Junto às lembranças do que vivenciou na lida com a doença, entretanto, ficaram também os ensinamentos além da ciência. “A principal lição é que a humanidade como um todo precisa repensar seus hábitos, costumes e valores, acima de tudo. Muita coisa que a gente achava essencial deixou de ser. Isso obriga você a repensar todos esses processos, buscar uma simplicidade pra vida e entender do que realmente precisa”, finaliza. 

A enfermeira Manuela Martin, 32, que atua há oito anos na profissão, entendeu que precisava ainda mais da família, da praia, de ver filmes, de “conversar besteira” na casa da irmã e de assistir ao futebol de domingo com o pai. Durante os meses mais intensos imersa no combate à Covid-19 em Fortaleza, Manuela chegou a trabalhar por 27 dias seguidos, na tentativa de driblar um dos sentimentos mais fortes que experimentou: a solidão. 

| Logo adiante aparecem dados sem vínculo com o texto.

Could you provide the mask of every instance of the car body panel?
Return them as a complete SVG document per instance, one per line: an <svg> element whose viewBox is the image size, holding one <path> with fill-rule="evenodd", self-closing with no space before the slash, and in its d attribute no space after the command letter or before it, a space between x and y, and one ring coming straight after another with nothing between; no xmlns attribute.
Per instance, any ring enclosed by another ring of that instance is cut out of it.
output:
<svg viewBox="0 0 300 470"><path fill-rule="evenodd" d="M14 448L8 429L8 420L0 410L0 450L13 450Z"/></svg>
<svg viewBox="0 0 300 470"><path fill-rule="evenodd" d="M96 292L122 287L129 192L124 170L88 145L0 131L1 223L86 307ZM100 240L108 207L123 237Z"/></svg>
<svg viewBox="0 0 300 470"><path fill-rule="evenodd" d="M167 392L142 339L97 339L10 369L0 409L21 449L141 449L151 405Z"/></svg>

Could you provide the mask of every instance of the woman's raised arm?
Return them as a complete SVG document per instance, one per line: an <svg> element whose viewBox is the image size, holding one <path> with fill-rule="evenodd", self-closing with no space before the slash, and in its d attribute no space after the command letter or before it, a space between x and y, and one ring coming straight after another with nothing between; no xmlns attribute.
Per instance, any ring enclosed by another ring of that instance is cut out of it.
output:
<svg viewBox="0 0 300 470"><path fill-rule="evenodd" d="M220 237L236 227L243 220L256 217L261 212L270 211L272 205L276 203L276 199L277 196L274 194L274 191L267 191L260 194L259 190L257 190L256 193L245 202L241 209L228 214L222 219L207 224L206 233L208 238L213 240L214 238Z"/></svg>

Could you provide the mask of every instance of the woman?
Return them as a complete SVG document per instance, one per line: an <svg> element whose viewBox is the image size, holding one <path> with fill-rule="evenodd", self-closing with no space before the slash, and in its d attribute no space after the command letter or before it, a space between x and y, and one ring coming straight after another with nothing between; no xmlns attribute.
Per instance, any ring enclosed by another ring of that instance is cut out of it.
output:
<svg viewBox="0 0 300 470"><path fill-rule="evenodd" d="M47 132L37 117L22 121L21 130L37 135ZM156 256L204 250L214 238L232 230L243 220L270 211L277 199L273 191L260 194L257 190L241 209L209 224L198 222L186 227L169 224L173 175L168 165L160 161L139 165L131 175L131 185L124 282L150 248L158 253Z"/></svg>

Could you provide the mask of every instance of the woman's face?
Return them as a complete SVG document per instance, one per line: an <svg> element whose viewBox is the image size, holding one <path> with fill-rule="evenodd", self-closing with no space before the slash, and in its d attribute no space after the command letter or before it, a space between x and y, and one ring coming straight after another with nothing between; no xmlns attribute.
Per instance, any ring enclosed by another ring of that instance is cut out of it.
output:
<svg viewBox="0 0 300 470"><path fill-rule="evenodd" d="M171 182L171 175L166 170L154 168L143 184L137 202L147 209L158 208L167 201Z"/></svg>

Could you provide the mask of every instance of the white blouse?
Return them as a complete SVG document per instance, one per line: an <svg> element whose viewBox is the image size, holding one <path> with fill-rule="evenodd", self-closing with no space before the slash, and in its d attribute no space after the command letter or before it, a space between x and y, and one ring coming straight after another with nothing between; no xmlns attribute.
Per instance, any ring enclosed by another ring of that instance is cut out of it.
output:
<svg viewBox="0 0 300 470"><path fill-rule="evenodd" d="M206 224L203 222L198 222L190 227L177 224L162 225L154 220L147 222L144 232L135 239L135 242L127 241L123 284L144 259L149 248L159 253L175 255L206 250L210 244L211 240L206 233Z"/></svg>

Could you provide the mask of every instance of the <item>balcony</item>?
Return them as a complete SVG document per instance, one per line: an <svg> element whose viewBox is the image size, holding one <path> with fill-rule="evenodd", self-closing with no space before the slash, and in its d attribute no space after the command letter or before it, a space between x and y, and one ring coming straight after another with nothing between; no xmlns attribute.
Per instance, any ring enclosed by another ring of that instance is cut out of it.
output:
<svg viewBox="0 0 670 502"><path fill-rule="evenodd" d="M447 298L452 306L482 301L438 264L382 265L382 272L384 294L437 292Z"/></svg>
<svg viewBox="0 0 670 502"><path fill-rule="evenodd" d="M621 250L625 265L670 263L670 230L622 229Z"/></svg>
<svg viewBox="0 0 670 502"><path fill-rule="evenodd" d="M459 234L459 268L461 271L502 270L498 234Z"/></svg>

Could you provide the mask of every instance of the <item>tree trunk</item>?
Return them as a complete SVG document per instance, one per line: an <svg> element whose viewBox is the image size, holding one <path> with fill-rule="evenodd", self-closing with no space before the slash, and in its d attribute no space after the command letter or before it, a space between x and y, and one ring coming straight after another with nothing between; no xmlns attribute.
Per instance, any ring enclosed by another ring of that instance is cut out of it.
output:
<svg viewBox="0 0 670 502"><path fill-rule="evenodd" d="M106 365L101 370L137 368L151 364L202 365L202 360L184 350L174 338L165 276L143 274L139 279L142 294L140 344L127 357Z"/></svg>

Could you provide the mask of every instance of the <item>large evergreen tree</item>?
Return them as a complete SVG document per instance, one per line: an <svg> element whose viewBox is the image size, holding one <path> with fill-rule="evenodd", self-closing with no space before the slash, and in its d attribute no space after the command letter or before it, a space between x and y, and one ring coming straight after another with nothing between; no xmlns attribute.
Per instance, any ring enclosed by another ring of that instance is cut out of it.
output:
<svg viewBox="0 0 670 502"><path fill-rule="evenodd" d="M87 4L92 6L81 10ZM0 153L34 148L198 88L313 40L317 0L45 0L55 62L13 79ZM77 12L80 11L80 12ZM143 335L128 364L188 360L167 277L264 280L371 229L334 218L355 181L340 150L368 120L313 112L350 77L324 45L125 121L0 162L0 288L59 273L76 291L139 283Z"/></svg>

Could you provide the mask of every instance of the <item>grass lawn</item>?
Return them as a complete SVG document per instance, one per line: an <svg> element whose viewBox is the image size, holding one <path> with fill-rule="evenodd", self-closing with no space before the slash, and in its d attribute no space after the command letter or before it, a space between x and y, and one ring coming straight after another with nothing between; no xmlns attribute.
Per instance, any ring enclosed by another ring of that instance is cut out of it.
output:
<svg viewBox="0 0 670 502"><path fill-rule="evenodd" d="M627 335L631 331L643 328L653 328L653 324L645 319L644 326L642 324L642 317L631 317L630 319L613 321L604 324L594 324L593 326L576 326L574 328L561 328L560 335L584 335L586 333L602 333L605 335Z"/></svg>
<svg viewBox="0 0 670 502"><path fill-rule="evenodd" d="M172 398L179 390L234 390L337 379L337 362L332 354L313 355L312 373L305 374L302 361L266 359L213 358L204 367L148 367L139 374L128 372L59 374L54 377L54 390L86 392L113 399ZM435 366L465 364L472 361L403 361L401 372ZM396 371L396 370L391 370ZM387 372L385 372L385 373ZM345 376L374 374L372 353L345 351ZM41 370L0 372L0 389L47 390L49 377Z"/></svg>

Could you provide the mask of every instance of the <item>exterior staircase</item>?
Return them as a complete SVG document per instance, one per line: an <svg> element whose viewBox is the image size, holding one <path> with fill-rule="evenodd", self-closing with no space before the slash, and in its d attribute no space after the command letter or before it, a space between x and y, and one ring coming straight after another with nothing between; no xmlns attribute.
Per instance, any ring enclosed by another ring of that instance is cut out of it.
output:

“Fiquei três meses sem ver meus pais e minha sobrinha pequena, e doeu muito. Teve o dia das mães, fiz aniversário em maio e passei sozinha em casa. Recebi bolo, cesta de café da manhã, e assim as pessoas ficaram presentes. Maio, além de ter sido o pico da pandemia, foi o pior período pra mim. Eu chorava muitas vezes quando chegava do plantão, então preferia ficar trabalhando direto. Não queria ficar refletindo sozinha quanto tempo levaria pra ver minha família de novo”, relembra. 

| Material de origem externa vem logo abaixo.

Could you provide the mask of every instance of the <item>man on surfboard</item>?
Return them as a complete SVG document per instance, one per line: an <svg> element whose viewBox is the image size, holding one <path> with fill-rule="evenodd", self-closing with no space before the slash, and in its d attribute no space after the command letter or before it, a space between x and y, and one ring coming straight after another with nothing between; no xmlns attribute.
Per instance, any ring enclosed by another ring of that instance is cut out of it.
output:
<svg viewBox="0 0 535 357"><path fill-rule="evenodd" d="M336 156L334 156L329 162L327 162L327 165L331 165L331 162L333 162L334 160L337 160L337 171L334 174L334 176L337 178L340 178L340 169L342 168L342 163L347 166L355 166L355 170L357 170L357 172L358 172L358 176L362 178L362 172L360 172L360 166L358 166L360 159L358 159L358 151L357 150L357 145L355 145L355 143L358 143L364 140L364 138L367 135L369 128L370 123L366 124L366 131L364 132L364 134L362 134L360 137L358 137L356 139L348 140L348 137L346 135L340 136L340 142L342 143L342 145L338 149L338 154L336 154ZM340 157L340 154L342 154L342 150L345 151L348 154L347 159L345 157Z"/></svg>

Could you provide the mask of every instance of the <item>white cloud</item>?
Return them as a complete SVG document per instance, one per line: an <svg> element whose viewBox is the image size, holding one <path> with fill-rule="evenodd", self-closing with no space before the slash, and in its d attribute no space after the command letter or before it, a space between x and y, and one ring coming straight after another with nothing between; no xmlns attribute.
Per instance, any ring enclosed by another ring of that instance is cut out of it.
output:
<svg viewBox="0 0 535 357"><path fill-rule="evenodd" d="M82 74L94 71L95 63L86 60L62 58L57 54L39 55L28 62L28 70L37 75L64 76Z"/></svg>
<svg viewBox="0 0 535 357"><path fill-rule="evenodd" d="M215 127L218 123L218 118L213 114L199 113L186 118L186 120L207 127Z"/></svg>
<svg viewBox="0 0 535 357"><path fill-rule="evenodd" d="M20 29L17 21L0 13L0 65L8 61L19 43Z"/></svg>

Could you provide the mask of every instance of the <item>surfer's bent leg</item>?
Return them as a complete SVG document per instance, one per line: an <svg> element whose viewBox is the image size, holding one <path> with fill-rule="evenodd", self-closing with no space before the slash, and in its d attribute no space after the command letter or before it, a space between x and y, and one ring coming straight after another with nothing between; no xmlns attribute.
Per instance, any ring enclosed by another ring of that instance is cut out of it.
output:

Legenda: Manuela Martin, enfermeira do Hospital Geral de Fortaleza (HGF)
Foto: Arquivo pessoal

Experiência 

Além do impacto pessoal, Manuela reconhece que, quando a pandemia acabar, sairá uma profissional melhor. “Querendo ou não, essa crise abriu portas. Pessoas sem experiência puderam começar a trabalhar. Eu tinha experiência, mas consegui entrar numa rede hospitalar grande devido à pandemia. Foi uma coisa muito cruel, não tem lado bom, mas foi preciso isso pra capacitar profissionais, dar oportunidade de crescimento”, reconhece, afirmando, ainda, que a união entre os colegas será outra herança do caos vivenciado. 

“Os próprios colegas tinham preconceito com quem atuava na ala Covid. Ficamos cada vez mais isolados e acuados no próprio local de trabalho, mas muito mais unidos. Só quem vivencia isso sabe o que é. E como dizem: ‘quem estava com você nas trincheiras importa mais do que a própria guerra’. Isso fez toda a diferença pra ninguém cair”.